Mehr oder weniger zur gleichen Zeit übernahm eine andere führende Persönlichkeit des sizilianischen Weinbaus das Weingut der Familie: Marco de Bartoli. Er glaubte an die Wiederherstellung der Qualität von Marsala, aber sein Traum war zu groß, um in die engen Grenzen des Gesetzes und der Appellazione-Regeln zu passen. Sein “Ur-Marsala”, ein nicht angereicherter Wein durfte die Bezeichnung “Marsala” nicht auf der Flasche tragen. Sein Passito di Pantelleria, Bukkuram, war dagegen sofort ein großer Erfolg: traditionsbewusst, aber fruchtiger und weniger oxidiert.
Die Ätna-Chronik
Sobald die Saat der natürlichen Weinherstellung gelegt war, richteten einige Leute ihre Augen auf neue Territorien.
Benanti und sein Önologe Salvo Foti beginnen 1988 mit der Wiederentdeckung des Ätna und des Nerello Mascalese. Vor allem Salvo Foti war mehr als ein Önologe: Sein Großvater hatte Weinberge am Ätna, er fühlte dieses Erbe und ergänzte die Weinherstellung mit Liebe und Respekt für den Berg und seine Geschichte . Sein eigenes Projekt “I Vigneri” führt die Idee der Bewahrung der Weinberge von der Maestranza dei Vigneri (einer 1435 in Catania gegründeten Gruppe) zur heutigen Weinkultur.
Sobald der Weg berteten war, erklommen weitere Personen die Hänge des Berges.
Angezogen vom wachsenden Ruhm der Ätna-Weine, begannen Anfang 2000 einige “Ausländer” wie de Grazia aus den USA, Franchetti aus Rom und Frank Cornelissen aus Belgien mit ihren eigenen Projekten.
In jüngster Zeit hat ein weiterer “Ausländer” ein Weingut am Ätna gegründet: Massimo Lentsch.
Geboren in Bergamo, ist er einer von denen, die von der Insel “adoptiert” wurden. Massimo hat eindeutig ein Gespür für vulkanischen Boden. Er ist der Gründer der Tenuta di Castellaro auf dem Lipari-Archipel, wo er eine bemerkenswerte Arbeit mit Corinto und Malvasia delle Lipari, zwei autochthonen Rebsorten der Region, leistet. Das neue Projekt am Etna begann 2018 und bringt bereits einen großartigen Nerello Mascalese hervor.
Das Erbe
Arianna Occhipinti muss man nicht vorstellen. Sie nahm die Lektion ihres Onkels Giusto Occhipinti (COS) an und machte die Frappato-Traube zu einem Symbol für das Terroir von Vittoria. Sie ist wohl das deutlichste Beispiel dafür, wie sich die Dinge mit jeder Generation weiterentwickeln können.
Ihre “Einstiegslinie” SP68 Bianco und SP68 Rosso sind bezahlbarer Naturwein-Kult. Groß sind Ihre Einzellagenabfüllungen des Frappato.
Im Val di Mazara, in Camporeale, fanden wir das Weingut «Case Alte». Hier legt die neue Generation mehr Wert auf Nachhaltigkeit und biologischen Anbau, ohne den Dialog mit den älteren Generationen zu verweigern, die das Weingut gegründet haben. Ein virtuoser Kreislauf der Wechselwirkungen zwischen Vergangenheit und Gegenwart.

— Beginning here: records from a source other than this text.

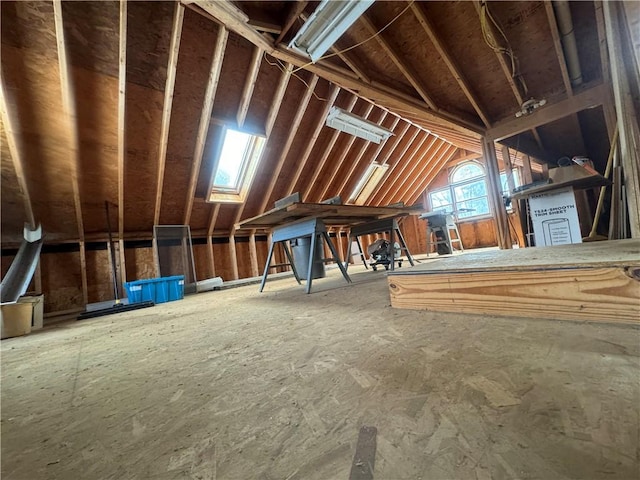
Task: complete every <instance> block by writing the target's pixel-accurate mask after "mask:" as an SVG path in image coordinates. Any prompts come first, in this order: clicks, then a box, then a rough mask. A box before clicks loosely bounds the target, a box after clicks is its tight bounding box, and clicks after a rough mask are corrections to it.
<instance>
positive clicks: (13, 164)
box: [0, 65, 36, 230]
mask: <svg viewBox="0 0 640 480" xmlns="http://www.w3.org/2000/svg"><path fill="white" fill-rule="evenodd" d="M0 69H3V67H2V66H1V65H0ZM5 81H6V77H5V75H4V72H3V73H2V75H0V115H1V116H2V124H3V126H4V131H5V135H6V136H7V146H8V147H9V153H10V155H11V162H12V163H13V168H14V170H15V172H16V177H17V179H18V186H19V187H20V191H21V192H22V199H23V204H24V211H25V214H26V220H27V222H28V223H29V227H30V228H31V229H32V230H33V229H35V228H36V219H35V215H34V213H33V205H32V203H31V194H30V191H29V184H28V182H27V177H26V173H25V159H24V152H23V143H22V139H21V137H20V135H19V133H18V129H19V126H20V122H19V120H18V119H17V118H16V115H15V108H16V106H15V103H14V101H13V99H12V98H9V97H8V91H7V86H6V85H5Z"/></svg>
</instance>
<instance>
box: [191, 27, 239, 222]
mask: <svg viewBox="0 0 640 480" xmlns="http://www.w3.org/2000/svg"><path fill="white" fill-rule="evenodd" d="M228 37H229V31H228V30H227V29H226V28H224V27H220V28H219V29H218V36H217V38H216V46H215V50H214V53H213V58H212V60H211V69H210V71H209V79H208V80H207V88H206V90H205V94H204V103H203V105H202V112H201V115H200V123H199V125H198V134H197V136H196V145H195V149H194V152H193V163H192V165H191V177H190V179H189V187H188V189H187V199H186V206H185V211H184V224H185V225H188V224H189V221H190V220H191V211H192V209H193V200H194V197H195V191H196V184H197V183H198V175H199V174H200V165H201V164H202V156H203V154H204V146H205V143H206V141H207V133H208V132H209V124H210V122H211V111H212V109H213V100H214V99H215V96H216V91H217V89H218V81H219V80H220V72H221V71H222V60H223V59H224V52H225V48H226V45H227V38H228Z"/></svg>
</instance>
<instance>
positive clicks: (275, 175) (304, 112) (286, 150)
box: [258, 75, 319, 213]
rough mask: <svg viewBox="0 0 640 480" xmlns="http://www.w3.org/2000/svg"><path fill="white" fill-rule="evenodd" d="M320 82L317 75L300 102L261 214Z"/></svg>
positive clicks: (266, 207)
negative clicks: (311, 97)
mask: <svg viewBox="0 0 640 480" xmlns="http://www.w3.org/2000/svg"><path fill="white" fill-rule="evenodd" d="M318 80H319V77H318V76H317V75H313V78H312V79H311V81H310V82H309V85H308V88H307V89H306V92H305V94H304V96H303V98H302V99H301V100H300V103H299V105H298V110H297V111H296V115H295V117H294V119H293V121H292V123H291V125H290V126H289V135H288V136H287V139H286V141H285V143H284V146H283V148H282V151H281V153H280V157H279V158H278V161H277V163H276V166H275V168H274V169H273V171H272V176H271V180H270V181H269V185H268V186H267V189H266V193H265V194H264V196H263V200H262V203H261V204H260V208H259V209H258V211H259V212H260V213H263V212H265V211H266V210H267V205H268V204H269V201H270V200H271V197H272V195H273V190H274V188H275V186H276V182H277V181H278V178H279V176H280V172H281V171H282V167H283V165H284V162H285V160H286V158H287V155H288V154H289V150H290V149H291V145H292V144H293V140H294V138H295V135H296V133H297V131H298V128H299V127H300V124H301V123H302V118H303V117H304V114H305V112H306V111H307V107H308V106H309V102H310V100H311V96H312V95H313V91H314V89H315V88H316V84H317V83H318Z"/></svg>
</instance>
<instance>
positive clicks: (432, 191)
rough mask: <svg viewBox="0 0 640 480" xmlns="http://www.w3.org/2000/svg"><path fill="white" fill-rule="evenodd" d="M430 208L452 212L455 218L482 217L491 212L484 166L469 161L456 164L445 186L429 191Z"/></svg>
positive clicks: (475, 161)
mask: <svg viewBox="0 0 640 480" xmlns="http://www.w3.org/2000/svg"><path fill="white" fill-rule="evenodd" d="M429 201H430V203H431V210H433V211H437V210H440V211H444V212H447V213H453V214H454V215H455V216H457V218H459V219H461V218H472V217H484V216H487V215H489V214H490V213H491V210H490V209H489V199H488V197H487V183H486V181H485V172H484V167H483V166H482V165H481V164H480V163H478V162H476V161H470V162H465V163H461V164H460V165H458V166H457V167H456V168H455V169H454V170H453V172H451V175H450V176H449V185H448V186H447V187H446V188H442V189H439V190H434V191H432V192H429Z"/></svg>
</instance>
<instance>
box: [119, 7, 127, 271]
mask: <svg viewBox="0 0 640 480" xmlns="http://www.w3.org/2000/svg"><path fill="white" fill-rule="evenodd" d="M126 90H127V0H120V31H119V51H118V235H119V238H122V237H123V234H124V164H125V160H126V155H127V149H126V142H127V139H126V136H125V135H126V132H125V125H126V114H127V112H126V107H127V104H126V93H127V92H126ZM123 270H124V269H123Z"/></svg>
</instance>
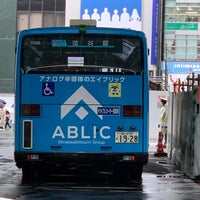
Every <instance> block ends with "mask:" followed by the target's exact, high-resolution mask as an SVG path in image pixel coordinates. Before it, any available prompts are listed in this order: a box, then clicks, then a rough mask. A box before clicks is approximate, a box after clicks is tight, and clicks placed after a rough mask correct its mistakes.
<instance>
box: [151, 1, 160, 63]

Das Weingut Vino Lauria liegt im Herzen Siziliens, 65km südwestlich von Palermo in Alcamo. Gegründet wurde es 1958 von Vito Laurias Großvater, musste jedoch 1993 wegen wirtschaftlichen Problemen schließen. Vito Lauria, tief mit seiner Heimat verbunden, entschied sich, das Weingut zu erneuern. Nach einem Studium der Weinbau und Önologie an der Universität Udine und einigen Arbeitsjahren in Norditalien, kehrte er 2005 nach Sizilien zurück.
Er arbeitete parallel in einer lokalen Kellerei und bereitete die Neueröffnung des Familienbetriebs vor. 2010 brachte er seinen ersten Wein auf den Markt. Vito setzt auf biologische Bewirtschaftung, wobei die Weine den Charakter und die Besonderheit seiner Heimat widerspiegeln. Die Weine von Vino Lauria kommen ohne Schönung und Filtration in die Flasche. Geschwefelt wird nur minimal.
Mit seinem leichten Stil repräsentiert er das neue Sizilien und zeigt, dass Filigranität und Frische auch für Nero d’Avola keine Fremdwörter sein müssen. Bestes Beispiel dafür ist der Zio Paolo Nero d’Avola.
Am Ende dieses sehr kurzen Überblicks über die gegenwärtige Situation des Naturweins in Sizilien kann ich mir nur den Optimismus von Peter Seller als Gärtner in Being There ausleihen:
“Solange die Wurzeln nicht abgeschnitten werden, ist alles gut. Und im Garten wird alles gut sein”.